Zhang Hongwei, Diao Mengyuan, Zhang Sheng, Ni Peifeng, Zhang Weidong, Wu Chenxi, Zhu Ying, Hu Wei
Department of Critical Care Medicine, Affiliated Hangzhou First People's Hospital, School of Medicine, Westlake University, 261 Huansha Road, Hangzhou, 310006, China, 86 13634164536.
Department of Critical Care Medicine, Ruijin Hospital, Shanghai Jiao Tong University, School of Medicine, Shanghai, China.
J Med Internet Res. 2025 Jul 3;27:e63847. doi: 10.2196/63847.
Traumatic brain injury (TBI) is a critically ill disease with a high mortality rate, and clinical treatment is committed to continuously optimizing treatment strategies to improve survival rates.
This study aims to establish a reinforcement learning algorithm (RL) to optimize the survival prognosis decision-making scheme for patients with TBI in the intensive care unit.

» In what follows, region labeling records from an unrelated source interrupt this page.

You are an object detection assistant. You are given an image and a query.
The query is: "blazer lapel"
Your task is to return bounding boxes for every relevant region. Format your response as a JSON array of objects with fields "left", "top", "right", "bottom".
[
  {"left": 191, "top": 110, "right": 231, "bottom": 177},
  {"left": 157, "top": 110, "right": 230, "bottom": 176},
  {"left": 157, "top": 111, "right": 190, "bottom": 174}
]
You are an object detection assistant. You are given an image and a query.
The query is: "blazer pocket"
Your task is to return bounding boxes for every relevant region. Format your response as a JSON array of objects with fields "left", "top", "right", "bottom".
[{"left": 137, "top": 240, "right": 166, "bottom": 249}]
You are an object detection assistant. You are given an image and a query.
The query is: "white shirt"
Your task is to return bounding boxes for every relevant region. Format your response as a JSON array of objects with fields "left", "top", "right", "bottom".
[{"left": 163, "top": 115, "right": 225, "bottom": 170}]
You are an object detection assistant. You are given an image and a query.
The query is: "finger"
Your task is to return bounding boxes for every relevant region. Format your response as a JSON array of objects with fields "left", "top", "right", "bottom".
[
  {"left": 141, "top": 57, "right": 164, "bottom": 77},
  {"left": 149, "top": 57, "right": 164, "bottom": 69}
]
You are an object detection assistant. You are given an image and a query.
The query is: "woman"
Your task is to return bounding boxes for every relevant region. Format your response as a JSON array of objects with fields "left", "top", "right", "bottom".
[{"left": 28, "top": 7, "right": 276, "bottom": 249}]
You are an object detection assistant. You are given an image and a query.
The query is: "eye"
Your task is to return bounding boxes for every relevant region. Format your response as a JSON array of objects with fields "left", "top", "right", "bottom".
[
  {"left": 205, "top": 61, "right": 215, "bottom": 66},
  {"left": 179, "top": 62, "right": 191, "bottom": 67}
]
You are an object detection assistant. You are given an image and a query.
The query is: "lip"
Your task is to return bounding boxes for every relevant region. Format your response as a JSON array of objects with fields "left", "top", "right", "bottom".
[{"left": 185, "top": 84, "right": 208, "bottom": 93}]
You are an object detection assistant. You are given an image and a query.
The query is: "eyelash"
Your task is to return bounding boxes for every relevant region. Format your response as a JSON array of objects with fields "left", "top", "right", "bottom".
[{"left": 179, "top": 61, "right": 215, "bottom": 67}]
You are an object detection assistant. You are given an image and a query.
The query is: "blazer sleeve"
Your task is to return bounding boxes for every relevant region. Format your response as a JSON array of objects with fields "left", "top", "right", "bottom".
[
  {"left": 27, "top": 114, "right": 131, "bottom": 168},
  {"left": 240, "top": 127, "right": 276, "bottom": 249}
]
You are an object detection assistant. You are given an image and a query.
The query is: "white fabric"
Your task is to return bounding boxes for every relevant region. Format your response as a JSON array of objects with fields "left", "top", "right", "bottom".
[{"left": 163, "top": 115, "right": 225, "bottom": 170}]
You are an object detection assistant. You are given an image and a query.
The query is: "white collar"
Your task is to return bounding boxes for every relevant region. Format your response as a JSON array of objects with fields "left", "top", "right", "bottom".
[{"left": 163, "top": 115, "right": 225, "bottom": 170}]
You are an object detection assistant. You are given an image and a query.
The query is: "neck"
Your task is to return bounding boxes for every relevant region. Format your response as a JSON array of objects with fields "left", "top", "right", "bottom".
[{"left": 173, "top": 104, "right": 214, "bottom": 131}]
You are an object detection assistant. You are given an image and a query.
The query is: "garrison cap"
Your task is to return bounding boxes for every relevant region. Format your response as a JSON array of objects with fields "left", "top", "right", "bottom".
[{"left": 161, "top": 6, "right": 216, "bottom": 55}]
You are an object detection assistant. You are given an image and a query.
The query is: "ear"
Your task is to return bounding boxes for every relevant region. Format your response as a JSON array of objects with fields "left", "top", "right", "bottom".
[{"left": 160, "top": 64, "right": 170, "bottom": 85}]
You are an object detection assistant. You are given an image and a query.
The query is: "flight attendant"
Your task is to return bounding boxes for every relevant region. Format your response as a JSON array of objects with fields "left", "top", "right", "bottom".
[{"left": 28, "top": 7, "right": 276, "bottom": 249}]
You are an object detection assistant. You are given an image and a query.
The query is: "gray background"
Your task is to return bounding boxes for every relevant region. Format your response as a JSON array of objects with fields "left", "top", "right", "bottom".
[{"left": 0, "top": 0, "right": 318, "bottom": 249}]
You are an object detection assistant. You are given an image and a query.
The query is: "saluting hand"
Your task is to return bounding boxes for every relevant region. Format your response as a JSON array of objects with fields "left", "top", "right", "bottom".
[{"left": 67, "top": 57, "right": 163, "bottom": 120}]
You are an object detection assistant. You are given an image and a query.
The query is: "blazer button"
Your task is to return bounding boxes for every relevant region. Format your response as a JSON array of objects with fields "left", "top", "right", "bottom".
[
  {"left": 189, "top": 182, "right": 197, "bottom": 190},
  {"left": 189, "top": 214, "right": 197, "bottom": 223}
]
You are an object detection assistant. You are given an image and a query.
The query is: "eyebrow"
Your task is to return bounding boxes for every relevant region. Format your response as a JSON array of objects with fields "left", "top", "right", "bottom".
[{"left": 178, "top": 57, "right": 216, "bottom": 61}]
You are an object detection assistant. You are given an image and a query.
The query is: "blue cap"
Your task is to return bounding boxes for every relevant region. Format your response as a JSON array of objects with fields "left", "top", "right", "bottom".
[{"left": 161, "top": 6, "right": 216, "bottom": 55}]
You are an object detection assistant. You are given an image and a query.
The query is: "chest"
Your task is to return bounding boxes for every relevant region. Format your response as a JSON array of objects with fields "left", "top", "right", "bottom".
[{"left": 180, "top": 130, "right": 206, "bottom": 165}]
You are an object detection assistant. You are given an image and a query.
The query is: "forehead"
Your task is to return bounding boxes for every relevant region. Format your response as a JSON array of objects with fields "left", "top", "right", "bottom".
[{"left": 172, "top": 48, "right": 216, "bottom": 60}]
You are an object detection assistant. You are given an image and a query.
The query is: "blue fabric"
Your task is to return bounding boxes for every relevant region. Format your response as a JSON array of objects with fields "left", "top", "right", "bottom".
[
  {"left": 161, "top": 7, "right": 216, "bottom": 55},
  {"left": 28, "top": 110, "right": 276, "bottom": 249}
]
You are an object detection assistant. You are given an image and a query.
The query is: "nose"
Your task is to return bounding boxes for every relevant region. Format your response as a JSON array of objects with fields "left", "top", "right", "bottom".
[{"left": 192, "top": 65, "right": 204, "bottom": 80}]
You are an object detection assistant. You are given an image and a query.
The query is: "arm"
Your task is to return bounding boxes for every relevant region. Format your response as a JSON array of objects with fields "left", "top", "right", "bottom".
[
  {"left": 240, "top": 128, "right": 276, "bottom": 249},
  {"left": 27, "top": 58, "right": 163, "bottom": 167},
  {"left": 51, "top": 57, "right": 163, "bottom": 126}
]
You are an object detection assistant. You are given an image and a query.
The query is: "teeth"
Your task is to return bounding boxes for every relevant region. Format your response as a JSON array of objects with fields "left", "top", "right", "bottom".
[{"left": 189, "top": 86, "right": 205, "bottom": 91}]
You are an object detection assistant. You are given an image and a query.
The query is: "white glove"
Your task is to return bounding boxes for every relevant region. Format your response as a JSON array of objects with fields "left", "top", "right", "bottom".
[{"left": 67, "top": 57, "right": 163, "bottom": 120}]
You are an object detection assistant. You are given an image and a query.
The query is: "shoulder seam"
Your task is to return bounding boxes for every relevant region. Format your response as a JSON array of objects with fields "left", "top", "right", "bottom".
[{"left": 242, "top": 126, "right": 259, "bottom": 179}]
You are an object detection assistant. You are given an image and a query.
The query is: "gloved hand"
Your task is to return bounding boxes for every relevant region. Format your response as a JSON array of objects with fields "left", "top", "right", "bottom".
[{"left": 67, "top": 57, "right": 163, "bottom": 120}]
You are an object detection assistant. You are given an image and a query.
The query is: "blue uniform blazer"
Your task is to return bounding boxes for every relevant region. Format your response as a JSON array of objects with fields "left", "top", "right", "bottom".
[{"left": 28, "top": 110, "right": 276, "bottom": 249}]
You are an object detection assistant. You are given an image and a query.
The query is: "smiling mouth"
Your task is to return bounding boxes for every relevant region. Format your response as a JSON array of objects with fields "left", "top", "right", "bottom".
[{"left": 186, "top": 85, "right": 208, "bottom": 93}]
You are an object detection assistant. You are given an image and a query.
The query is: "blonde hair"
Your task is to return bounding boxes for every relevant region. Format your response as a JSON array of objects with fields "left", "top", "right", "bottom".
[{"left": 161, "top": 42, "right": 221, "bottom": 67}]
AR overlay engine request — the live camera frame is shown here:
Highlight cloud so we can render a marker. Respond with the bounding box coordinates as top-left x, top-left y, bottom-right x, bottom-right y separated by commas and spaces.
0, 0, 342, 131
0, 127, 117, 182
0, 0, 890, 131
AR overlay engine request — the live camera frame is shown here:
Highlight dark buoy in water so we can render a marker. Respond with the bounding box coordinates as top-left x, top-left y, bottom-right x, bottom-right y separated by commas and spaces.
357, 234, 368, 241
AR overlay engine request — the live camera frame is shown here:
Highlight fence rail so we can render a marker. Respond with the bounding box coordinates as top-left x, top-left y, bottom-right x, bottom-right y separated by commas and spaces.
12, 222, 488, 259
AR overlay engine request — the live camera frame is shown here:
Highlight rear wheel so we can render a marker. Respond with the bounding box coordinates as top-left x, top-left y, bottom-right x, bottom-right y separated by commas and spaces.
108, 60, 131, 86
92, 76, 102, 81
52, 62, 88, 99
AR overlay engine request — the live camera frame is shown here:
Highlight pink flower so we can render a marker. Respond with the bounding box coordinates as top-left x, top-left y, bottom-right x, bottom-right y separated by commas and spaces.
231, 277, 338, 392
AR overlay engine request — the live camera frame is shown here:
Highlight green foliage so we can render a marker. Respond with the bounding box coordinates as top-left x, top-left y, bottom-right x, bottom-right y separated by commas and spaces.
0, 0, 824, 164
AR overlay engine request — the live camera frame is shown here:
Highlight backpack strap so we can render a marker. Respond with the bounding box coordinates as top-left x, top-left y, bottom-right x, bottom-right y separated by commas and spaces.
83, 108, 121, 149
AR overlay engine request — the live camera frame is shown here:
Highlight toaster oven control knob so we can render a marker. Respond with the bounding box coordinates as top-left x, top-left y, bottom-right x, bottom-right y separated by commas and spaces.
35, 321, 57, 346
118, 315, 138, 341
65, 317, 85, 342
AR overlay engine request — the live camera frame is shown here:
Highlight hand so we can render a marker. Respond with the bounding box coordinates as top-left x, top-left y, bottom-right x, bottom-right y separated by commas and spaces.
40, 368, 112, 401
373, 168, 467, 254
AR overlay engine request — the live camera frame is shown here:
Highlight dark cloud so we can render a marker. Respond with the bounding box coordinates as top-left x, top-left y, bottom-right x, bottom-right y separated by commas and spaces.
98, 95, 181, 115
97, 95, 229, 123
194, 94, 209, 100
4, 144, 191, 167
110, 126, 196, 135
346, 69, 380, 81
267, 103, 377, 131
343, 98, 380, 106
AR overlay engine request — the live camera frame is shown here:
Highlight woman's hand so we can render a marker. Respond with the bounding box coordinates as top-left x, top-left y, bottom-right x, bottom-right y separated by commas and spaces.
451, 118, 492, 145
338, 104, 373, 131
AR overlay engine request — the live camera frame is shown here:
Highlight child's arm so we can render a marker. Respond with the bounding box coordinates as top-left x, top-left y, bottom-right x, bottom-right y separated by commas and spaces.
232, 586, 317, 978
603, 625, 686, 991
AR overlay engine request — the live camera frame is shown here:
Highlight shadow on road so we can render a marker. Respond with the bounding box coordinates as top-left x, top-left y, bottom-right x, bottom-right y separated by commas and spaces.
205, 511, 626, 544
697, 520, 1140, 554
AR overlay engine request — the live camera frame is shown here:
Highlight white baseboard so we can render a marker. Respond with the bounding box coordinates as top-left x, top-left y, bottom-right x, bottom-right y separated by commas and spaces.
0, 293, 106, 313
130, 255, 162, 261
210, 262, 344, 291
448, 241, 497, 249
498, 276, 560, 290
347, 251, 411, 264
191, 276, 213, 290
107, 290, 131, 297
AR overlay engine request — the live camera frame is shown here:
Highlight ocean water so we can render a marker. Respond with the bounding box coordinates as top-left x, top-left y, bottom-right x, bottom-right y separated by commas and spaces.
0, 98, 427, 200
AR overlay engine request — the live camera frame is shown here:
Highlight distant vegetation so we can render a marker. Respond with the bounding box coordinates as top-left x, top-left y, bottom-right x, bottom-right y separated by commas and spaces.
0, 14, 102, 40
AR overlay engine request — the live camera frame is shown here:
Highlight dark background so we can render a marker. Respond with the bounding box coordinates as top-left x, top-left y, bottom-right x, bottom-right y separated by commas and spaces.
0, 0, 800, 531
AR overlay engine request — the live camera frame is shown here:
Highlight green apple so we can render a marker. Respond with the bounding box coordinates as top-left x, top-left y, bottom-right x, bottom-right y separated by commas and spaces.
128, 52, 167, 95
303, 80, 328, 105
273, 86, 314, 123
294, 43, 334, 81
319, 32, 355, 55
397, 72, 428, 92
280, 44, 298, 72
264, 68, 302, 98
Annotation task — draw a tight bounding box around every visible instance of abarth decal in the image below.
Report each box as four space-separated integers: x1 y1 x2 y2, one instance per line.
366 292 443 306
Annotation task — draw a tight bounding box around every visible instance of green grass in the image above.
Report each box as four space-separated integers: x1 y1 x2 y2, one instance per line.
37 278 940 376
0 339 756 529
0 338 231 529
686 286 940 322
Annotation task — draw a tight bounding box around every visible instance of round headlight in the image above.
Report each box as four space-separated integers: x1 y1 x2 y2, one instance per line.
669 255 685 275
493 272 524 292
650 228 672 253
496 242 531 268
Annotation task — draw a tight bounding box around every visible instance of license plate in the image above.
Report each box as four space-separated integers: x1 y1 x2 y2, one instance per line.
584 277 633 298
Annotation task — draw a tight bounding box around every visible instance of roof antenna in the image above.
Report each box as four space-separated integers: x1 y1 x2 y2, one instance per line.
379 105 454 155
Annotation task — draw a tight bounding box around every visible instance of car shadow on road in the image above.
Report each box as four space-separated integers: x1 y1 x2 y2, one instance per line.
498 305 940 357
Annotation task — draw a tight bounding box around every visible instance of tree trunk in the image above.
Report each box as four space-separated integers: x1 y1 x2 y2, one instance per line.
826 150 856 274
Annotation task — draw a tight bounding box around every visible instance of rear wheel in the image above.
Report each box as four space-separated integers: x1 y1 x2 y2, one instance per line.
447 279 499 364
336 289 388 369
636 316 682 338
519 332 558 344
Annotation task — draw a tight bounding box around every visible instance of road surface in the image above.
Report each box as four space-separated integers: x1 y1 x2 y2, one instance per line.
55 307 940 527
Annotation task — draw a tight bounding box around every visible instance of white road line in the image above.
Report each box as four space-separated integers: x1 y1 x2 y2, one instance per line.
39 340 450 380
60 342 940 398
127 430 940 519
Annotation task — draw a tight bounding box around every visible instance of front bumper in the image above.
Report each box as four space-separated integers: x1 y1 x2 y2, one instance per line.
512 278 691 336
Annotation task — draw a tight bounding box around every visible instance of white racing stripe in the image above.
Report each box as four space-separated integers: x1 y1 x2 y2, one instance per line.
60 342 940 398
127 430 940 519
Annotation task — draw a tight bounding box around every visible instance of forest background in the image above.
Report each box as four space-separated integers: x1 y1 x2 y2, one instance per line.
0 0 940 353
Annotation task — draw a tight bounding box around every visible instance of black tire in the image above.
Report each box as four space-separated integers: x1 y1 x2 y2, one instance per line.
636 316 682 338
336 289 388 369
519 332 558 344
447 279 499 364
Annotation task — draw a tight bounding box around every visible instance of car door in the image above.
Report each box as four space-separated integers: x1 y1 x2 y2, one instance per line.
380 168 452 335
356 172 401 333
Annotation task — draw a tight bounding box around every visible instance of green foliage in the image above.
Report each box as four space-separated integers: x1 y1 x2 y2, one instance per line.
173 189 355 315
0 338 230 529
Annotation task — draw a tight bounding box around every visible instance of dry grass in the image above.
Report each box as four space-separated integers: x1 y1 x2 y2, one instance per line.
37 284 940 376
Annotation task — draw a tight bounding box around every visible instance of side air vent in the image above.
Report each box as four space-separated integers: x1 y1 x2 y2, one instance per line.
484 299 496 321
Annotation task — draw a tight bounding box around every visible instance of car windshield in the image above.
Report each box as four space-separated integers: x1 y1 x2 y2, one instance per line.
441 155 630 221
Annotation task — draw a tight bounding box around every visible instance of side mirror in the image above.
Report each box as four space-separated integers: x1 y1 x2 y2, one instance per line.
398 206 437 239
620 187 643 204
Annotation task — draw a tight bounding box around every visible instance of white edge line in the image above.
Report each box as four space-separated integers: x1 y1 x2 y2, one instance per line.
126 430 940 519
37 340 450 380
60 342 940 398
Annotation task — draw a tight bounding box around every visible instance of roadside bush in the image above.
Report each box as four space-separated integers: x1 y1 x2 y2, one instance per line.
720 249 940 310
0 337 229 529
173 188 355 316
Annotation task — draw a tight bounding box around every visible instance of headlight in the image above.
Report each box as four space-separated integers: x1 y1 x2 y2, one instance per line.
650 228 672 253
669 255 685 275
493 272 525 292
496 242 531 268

We included a total of 2745 patients from the Medical Information Mart for Intensive Care (MIMIC)-IV database and randomly divided them into a training set and an internal validation set at 8:2. We extracted 34 features for analysis and modeling using a 2-hour time compensation, 2 action features (mean arterial pressure and temperature), and 1 outcome feature (survival status at 28 d). We used an RL algorithm called weighted dueling double deep Q-network with embedded human expertise to maximize cumulative returns and evaluated the model using a doubly robust off-policy evaluation method. Finally, we collected 2463 patients with TBI from MIMIC III as an external validation set to test the model.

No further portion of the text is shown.